It’s official! We are now in the Department of Mathematics, Statistics, and Computer Science!
The department’s name has been Mathematics since the math major was approved in 1903-04. As you may know, the Mathematics Program has a strong national reputation, and is known for its unusually large number of majors (about 60 math majors graduate per year), the high proportion of undergraduate math majors who go on to earn a Ph.D. (tops among small colleges and eleventh among all institutions during the 1990s), as well as its ability to draw students who don’t fit the stereotypes of a mathematics major (you don’t have to be a nerd to major in math here).

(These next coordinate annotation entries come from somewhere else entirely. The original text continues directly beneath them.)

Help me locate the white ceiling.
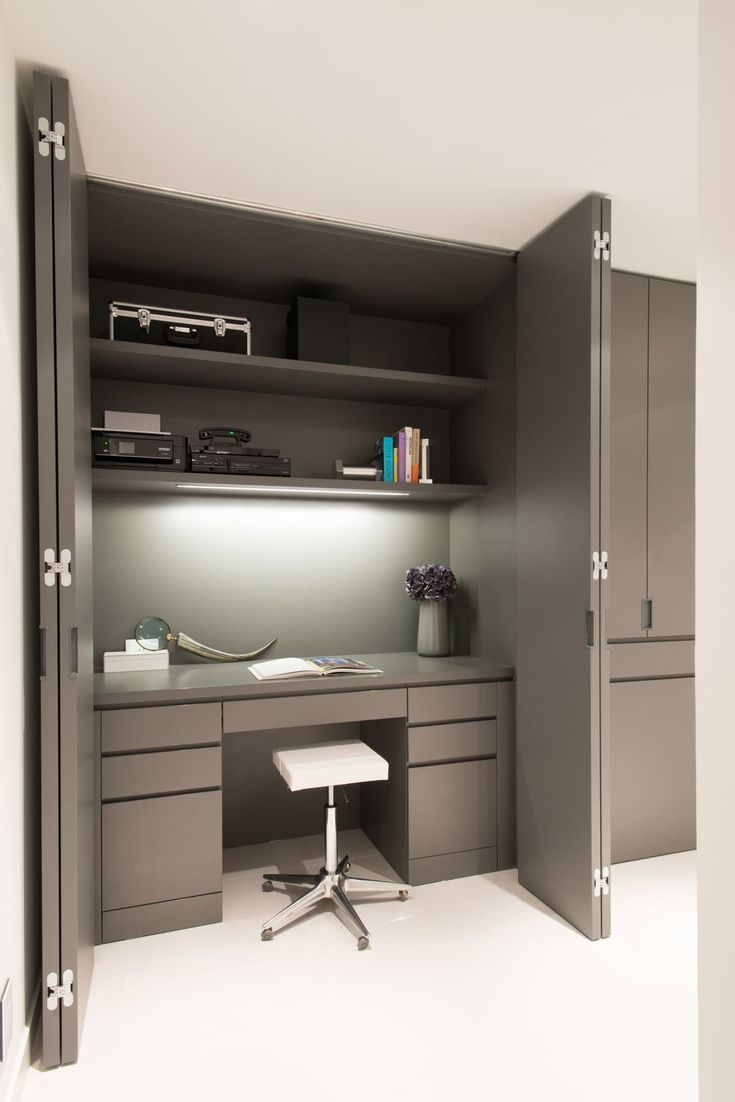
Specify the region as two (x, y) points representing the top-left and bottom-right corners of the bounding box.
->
(0, 0), (696, 279)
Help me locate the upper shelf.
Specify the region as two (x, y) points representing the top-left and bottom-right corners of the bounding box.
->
(89, 337), (487, 408)
(91, 467), (487, 505)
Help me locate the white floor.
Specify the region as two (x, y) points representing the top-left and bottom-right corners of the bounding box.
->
(22, 831), (696, 1102)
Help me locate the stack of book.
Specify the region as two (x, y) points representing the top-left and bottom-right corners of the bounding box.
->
(371, 425), (433, 484)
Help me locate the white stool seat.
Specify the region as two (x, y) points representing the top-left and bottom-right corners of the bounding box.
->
(273, 738), (388, 792)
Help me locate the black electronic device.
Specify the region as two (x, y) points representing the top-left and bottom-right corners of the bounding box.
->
(199, 428), (252, 444)
(91, 429), (187, 471)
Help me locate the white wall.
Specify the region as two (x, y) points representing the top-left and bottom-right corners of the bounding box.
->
(696, 0), (735, 1102)
(0, 12), (39, 1102)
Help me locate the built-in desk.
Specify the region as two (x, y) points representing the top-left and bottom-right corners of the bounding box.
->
(95, 653), (515, 941)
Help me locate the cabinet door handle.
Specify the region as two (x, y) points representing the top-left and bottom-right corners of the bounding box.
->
(584, 608), (595, 647)
(69, 627), (79, 678)
(640, 597), (653, 631)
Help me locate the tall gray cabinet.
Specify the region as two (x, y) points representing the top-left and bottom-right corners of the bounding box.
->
(607, 272), (695, 861)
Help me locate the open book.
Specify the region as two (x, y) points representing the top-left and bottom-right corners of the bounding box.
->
(250, 658), (382, 681)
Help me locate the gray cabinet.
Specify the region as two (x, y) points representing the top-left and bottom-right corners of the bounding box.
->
(610, 678), (696, 861)
(607, 272), (695, 639)
(99, 703), (223, 941)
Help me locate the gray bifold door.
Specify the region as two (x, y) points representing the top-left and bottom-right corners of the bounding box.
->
(32, 73), (95, 1067)
(516, 196), (615, 938)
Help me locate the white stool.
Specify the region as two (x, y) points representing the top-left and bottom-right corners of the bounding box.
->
(260, 739), (411, 949)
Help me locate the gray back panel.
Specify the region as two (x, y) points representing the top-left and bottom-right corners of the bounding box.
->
(648, 280), (695, 636)
(516, 196), (609, 938)
(607, 272), (648, 639)
(52, 77), (95, 1063)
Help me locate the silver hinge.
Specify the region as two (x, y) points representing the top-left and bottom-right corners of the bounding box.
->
(593, 229), (610, 260)
(592, 865), (610, 899)
(592, 551), (607, 582)
(39, 117), (66, 161)
(46, 968), (74, 1011)
(43, 548), (72, 585)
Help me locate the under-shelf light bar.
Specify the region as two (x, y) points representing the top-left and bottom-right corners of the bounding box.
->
(176, 483), (411, 497)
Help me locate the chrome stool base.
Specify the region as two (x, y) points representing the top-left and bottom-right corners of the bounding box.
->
(260, 789), (411, 949)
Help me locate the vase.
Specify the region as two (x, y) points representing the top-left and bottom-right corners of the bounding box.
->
(417, 601), (450, 658)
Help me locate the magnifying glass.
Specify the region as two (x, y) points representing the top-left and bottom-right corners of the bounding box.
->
(136, 616), (278, 662)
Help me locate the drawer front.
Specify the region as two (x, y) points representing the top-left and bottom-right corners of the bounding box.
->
(609, 639), (694, 680)
(409, 758), (497, 860)
(101, 704), (221, 754)
(408, 845), (498, 887)
(409, 681), (498, 723)
(102, 893), (221, 941)
(223, 689), (406, 733)
(409, 720), (497, 765)
(101, 792), (223, 911)
(101, 746), (221, 800)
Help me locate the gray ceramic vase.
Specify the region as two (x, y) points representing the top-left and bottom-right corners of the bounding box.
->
(417, 599), (450, 658)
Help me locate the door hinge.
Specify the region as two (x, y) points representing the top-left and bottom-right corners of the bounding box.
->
(592, 865), (610, 899)
(43, 548), (72, 585)
(39, 117), (66, 161)
(592, 551), (608, 582)
(46, 968), (74, 1011)
(592, 229), (610, 260)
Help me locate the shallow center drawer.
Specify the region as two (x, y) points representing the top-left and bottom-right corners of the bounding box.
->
(409, 681), (498, 723)
(223, 689), (406, 733)
(101, 746), (221, 800)
(409, 720), (497, 765)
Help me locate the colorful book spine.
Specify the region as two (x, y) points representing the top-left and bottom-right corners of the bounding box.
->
(382, 436), (393, 482)
(398, 429), (407, 482)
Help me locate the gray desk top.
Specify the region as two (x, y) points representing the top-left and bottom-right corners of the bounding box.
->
(95, 652), (514, 711)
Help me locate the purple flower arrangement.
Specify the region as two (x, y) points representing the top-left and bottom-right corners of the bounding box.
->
(406, 562), (457, 601)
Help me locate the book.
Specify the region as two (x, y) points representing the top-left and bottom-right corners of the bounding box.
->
(382, 436), (393, 482)
(250, 658), (382, 681)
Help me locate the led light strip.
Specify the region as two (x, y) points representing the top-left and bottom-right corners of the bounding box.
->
(176, 483), (411, 497)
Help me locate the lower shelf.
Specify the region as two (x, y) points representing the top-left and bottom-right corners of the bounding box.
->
(91, 468), (487, 504)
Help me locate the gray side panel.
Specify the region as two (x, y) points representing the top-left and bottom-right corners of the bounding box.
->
(360, 720), (412, 883)
(408, 845), (498, 887)
(409, 758), (497, 860)
(517, 196), (609, 938)
(102, 893), (223, 941)
(648, 280), (695, 636)
(32, 73), (61, 1068)
(102, 792), (221, 910)
(610, 678), (696, 861)
(51, 77), (95, 1063)
(607, 272), (648, 639)
(497, 681), (516, 868)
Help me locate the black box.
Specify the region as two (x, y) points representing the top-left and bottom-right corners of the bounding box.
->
(287, 298), (349, 364)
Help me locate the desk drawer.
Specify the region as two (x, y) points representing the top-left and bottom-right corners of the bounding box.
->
(409, 720), (497, 765)
(409, 681), (498, 723)
(102, 792), (221, 910)
(101, 746), (221, 800)
(100, 704), (221, 754)
(409, 758), (497, 860)
(223, 689), (406, 733)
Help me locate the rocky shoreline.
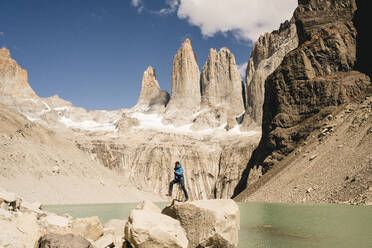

But Mathematics, Statistics, and CS are three different academic disciplines. When the programs in Statistics and CS began in the mid-1970s, their connections with mathematical thinking and mathematics professors made the Department of Mathematics a natural home for them. But nobody can consider Statistics or CS as sub-disciplines of Mathematics nowadays: Statistics seeks to learn from data, drawing motivation from interdisciplinary applications, and relying on experimental design and computation as well as Mathematics; and anyone familiar with the nature of CS knows that theory is only one aspect of CS, along with design and abstraction. Both Statistics and CS emerged with more and more distinct disciplinary identities at the undergraduate level throughout the last half of the 20th century.
This change in our department name recognizes evolutionary changes that have already taken place among our three programs, Mathematics, Statistics, and CS. But we remain the same department, still committed to serving all students interested in any of our three disciplines, whether as a major/concentration or just for a course or two.